Folate is absorbed across the colon of adults: evidence from cecal infusion of (13)C-labeled [6S]-5-formyltetrahydrofolic acid.
ABSTRACT Folate deficiency increases the risk of several human diseases. Likewise, high intakes of folate, particularly synthetic folic acid intake, may be associated with adverse health outcomes in humans. A more comprehensive understanding of the "input side" of folate nutrition may help to set dietary recommendations that strike the right balance between health benefits and risks. It is well known that the microflora in the colon produce large quantities of folate that approach or exceed recommended dietary intakes; however, there is no direct evidence of the bioavailability of this pool in humans.

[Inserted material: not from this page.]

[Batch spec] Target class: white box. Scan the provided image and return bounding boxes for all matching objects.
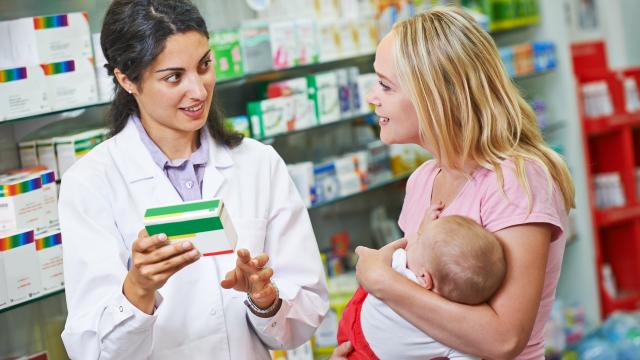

The objective was to determine whether, and to what extent, the natural folate vitamer 5-formyltetrahydrofolic acid is absorbed across the intact colon of humans.
During screening colonoscopy, 684 nmol (320 microg) [(13)C]glutamyl-5-formyltetrahydrofolic acid was infused directly into the cecum of 6 healthy adults. Three or more weeks later, each subject received an intravenous injection of the same compound (172 nmol). Blood samples were collected before and after each treatment. The ratio of labeled to unlabeled folates was determined in plasma by tandem mass spectrometry.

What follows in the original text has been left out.